[Scotttheking]

I'm setting up a new firewall, and I'm wondering what ports I should have blocks at.
I'm looking for ports of well known hacking tools, and also things like p2p apps and the like.
Also, what ports do the IM protocols run on?
I'm almost tempted to run with a default reject policy, but I've got so many different things running and I don't want to have to keep track of them all (I've covered 2 sheets of paper planning, so far)

thx,

Scott

[superlarry]

here are some IM ports:
AOL Instant Messenger: 5190
iChat AV: 5060
iChat AV Video: 16384-16403
iChat (Rendezvous): 5298

[littlegreenspud]

this link could be useful

http://www.chebucto.ns.ca/~rakerman/port-table.html

[Camelot]

Originally posted by Scotttheking:
I'm setting up a new firewall, and I'm wondering what ports I should have blocks at.
I'm looking for ports of well known hacking tools, and also things like p2p apps and the like.
Also, what ports do the IM protocols run on?
I'm almost tempted to run with a default reject policy, but I've got so many different things running and I don't want to have to keep track of them all (I've covered 2 sheets of paper planning, so far)

thx,

Scott

I think you're looking at this from the wrong direction.

Most firewalls are, by default, configured to block incoming connections, but allow all outgoing connections.

Therefore, sitting behind a firewall, you don't need to know, care, or even think about what port numbers you're connecting to on the outside world.

You only ever need to know if you want to allow *incoming* connections to your machine, and it's unlikely you'll be running an iChat/AIM server on your machine and need to allow external users to connect to it.

In the case of P2P services you're running on your machine, you'll need to open ports for that, but you do not need to worry about ports you are going to connect to on the outside world.

[Scotttheking]

Originally posted by Camelot:
I think you're looking at this from the wrong direction.

Most firewalls are, by default, configured to block incoming connections, but allow all outgoing connections.

That is correct, for a normal home firewall device.

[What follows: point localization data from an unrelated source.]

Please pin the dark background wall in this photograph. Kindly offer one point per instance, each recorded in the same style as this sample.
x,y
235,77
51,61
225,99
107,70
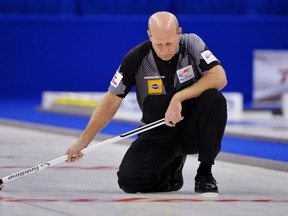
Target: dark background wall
x,y
78,45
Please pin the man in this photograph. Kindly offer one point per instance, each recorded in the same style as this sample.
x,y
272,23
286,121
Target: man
x,y
176,77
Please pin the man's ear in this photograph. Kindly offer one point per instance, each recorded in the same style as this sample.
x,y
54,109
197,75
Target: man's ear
x,y
179,31
149,34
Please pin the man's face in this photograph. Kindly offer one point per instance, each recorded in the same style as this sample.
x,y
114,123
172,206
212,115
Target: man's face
x,y
165,42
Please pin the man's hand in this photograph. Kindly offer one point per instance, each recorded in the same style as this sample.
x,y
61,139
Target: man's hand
x,y
173,114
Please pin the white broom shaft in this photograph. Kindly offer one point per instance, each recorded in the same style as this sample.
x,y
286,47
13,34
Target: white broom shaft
x,y
62,159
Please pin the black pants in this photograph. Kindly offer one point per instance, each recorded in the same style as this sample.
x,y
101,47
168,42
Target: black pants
x,y
146,166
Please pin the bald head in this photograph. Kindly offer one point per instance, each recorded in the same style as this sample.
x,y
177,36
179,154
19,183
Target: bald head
x,y
162,21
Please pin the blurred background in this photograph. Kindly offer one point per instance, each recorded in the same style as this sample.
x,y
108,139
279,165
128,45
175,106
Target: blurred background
x,y
77,45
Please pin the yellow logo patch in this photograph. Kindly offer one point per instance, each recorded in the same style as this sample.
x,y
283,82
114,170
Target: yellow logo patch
x,y
155,86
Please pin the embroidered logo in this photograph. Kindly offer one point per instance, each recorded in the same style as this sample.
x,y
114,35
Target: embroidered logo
x,y
116,79
208,56
155,86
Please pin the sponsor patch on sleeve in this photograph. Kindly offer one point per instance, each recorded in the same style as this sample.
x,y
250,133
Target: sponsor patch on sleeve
x,y
208,56
116,79
185,74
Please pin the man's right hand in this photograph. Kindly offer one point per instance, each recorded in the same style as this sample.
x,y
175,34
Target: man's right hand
x,y
74,152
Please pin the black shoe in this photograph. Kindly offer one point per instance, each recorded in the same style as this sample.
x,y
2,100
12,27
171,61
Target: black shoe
x,y
205,184
176,170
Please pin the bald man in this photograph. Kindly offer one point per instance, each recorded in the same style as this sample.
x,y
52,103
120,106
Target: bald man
x,y
177,78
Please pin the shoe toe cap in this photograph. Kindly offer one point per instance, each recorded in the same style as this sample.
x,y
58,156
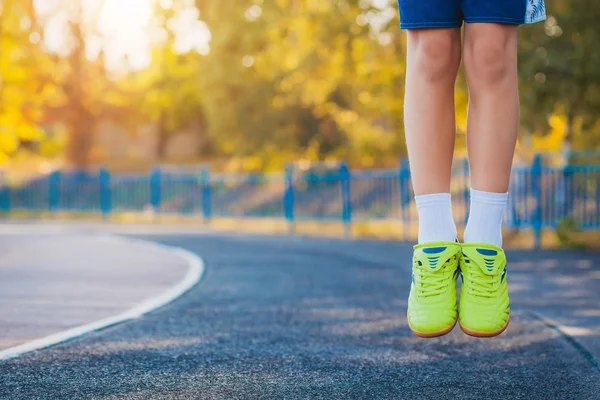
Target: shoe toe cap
x,y
431,322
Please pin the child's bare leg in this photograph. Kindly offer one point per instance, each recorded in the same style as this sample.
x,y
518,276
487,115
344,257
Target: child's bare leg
x,y
490,59
432,65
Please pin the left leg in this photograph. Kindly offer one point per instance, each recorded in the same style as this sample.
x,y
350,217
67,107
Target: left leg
x,y
490,59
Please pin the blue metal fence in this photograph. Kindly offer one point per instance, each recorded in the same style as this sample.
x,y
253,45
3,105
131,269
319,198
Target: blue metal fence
x,y
541,197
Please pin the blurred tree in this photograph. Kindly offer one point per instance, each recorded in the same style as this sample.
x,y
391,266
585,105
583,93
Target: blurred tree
x,y
24,86
559,71
318,79
90,93
172,96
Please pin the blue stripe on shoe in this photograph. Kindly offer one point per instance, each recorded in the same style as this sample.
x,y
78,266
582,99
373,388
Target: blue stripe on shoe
x,y
434,250
486,252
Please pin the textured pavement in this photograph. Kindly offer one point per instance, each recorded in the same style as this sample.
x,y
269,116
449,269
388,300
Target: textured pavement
x,y
298,318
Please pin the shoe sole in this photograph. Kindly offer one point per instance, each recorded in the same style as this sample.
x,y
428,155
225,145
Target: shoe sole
x,y
484,334
428,335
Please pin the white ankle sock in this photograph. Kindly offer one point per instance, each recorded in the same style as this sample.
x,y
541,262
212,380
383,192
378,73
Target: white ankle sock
x,y
435,218
485,218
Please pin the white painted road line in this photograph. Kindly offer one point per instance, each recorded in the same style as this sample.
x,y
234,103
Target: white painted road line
x,y
193,276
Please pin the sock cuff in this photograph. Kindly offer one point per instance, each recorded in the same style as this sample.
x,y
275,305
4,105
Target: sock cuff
x,y
436,199
479,196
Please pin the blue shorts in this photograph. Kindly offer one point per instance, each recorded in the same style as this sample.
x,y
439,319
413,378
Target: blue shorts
x,y
416,14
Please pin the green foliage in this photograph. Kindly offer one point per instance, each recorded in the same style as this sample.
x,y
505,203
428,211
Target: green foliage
x,y
284,79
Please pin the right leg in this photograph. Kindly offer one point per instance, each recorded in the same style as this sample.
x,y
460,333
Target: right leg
x,y
432,66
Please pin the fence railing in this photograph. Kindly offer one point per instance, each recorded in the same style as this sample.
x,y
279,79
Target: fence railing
x,y
540,196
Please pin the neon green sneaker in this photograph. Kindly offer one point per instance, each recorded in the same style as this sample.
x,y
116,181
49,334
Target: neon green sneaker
x,y
432,307
484,302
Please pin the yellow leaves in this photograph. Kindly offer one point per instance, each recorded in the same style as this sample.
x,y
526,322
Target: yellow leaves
x,y
9,142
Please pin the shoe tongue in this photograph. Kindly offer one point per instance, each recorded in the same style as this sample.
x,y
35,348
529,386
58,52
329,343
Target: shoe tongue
x,y
435,256
490,259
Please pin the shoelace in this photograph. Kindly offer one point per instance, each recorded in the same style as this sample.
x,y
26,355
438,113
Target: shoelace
x,y
480,284
431,283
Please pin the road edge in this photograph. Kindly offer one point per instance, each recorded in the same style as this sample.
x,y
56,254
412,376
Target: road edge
x,y
194,275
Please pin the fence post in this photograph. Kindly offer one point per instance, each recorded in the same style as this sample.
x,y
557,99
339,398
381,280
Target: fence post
x,y
404,186
346,199
105,193
466,190
54,191
206,194
5,197
536,191
155,189
288,198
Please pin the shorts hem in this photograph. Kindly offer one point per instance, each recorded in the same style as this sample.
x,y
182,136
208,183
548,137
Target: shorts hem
x,y
495,20
430,25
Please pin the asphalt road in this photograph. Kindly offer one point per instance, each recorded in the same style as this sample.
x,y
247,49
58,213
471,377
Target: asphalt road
x,y
298,318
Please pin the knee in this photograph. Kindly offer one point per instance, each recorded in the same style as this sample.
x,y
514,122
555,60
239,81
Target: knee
x,y
437,55
488,61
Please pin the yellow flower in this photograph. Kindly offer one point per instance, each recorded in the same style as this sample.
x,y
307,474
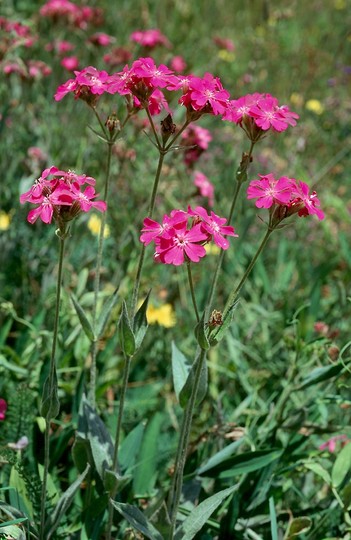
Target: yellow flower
x,y
225,55
5,221
163,315
314,105
212,249
94,225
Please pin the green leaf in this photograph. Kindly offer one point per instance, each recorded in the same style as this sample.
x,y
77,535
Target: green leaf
x,y
218,334
84,321
92,429
201,333
127,337
298,526
137,520
202,387
140,324
342,466
145,472
244,463
180,369
321,374
220,456
50,404
273,516
198,517
63,504
105,314
318,469
130,447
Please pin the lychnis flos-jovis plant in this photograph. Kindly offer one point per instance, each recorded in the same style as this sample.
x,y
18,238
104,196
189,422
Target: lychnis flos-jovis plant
x,y
59,196
176,242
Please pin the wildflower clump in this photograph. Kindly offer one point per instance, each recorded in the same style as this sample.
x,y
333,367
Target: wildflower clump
x,y
61,196
182,236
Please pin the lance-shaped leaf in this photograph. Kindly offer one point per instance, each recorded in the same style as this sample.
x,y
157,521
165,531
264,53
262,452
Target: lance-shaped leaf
x,y
84,321
342,466
198,517
63,504
92,429
200,363
137,520
201,333
126,334
140,324
50,404
322,374
298,526
106,313
180,369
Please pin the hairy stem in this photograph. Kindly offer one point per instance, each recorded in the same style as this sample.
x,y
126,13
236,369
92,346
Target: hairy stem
x,y
52,383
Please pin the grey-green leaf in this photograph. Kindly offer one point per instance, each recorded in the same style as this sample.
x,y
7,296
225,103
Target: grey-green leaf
x,y
127,338
198,517
84,321
137,520
202,387
63,504
342,466
106,313
321,374
140,324
298,526
180,369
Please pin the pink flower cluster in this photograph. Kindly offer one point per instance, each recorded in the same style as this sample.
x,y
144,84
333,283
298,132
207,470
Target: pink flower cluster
x,y
257,113
79,16
290,194
198,139
150,38
205,187
59,195
182,235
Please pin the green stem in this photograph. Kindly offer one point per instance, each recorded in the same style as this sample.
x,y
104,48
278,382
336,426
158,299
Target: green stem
x,y
52,383
150,213
192,290
126,370
241,176
94,347
235,293
183,446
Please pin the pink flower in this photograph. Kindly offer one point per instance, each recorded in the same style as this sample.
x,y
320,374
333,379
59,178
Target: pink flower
x,y
70,63
330,445
307,203
214,226
58,195
257,113
182,243
176,240
206,189
149,38
269,191
284,196
3,409
206,95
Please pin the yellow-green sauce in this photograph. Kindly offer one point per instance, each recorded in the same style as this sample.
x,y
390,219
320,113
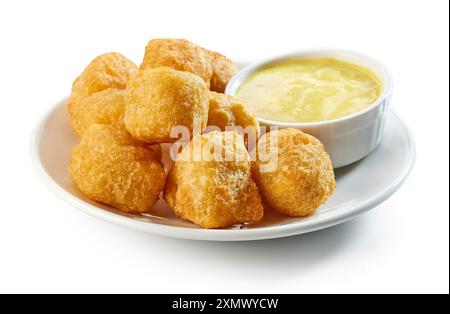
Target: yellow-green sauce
x,y
310,90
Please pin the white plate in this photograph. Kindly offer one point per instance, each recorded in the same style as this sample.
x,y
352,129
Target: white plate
x,y
360,186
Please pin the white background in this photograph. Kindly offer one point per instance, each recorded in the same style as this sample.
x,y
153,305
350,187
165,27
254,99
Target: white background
x,y
47,246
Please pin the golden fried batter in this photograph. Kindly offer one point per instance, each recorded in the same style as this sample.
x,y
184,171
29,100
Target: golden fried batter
x,y
178,54
230,111
110,167
183,55
214,193
223,69
304,177
105,107
157,100
109,70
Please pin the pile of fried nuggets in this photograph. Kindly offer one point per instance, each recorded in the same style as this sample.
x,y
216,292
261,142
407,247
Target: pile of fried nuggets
x,y
121,114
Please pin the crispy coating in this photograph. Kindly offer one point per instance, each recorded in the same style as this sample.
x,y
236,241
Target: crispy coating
x,y
182,55
109,70
104,107
223,69
304,177
178,54
157,100
214,193
110,167
230,111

It is not necessarily the case for a bridging firewall, or a router ACL.

Therefore, sitting behind a firewall, you don't need to know, care, or even think about what port numbers you're connecting to on the outside world.

If all you care about is what is coming in, that is true. If you also care about what is going out, that isn't.

You only ever need to know if you want to allow *incoming* connections to your machine, and it's unlikely you'll be running an iChat/AIM server on your machine and need to allow external users to connect to it.

True. However, it is useful for blocking outgoing, I hope.

In the case of P2P services you're running on your machine, you'll need to open ports for that, but you do not need to worry about ports you are going to connect to on the outside world.

I want to lock them out, and I don't have anything to do layer 7 filtering, yet. I'm hoping the new PIXen that will have layer 7 filtering won't cost too much.

I'd love to run a default reject firewall both ways, but it's too much work. Instead, I'm going to run default allow out, and lock out certain ports that have no reason to be coming in or going out.
BTW, my network is just a wee bit more complex then your normal home network, and it's also used for playing. I may post the full setup once I translate the paper into Omnigraffle, and strip out identifying info.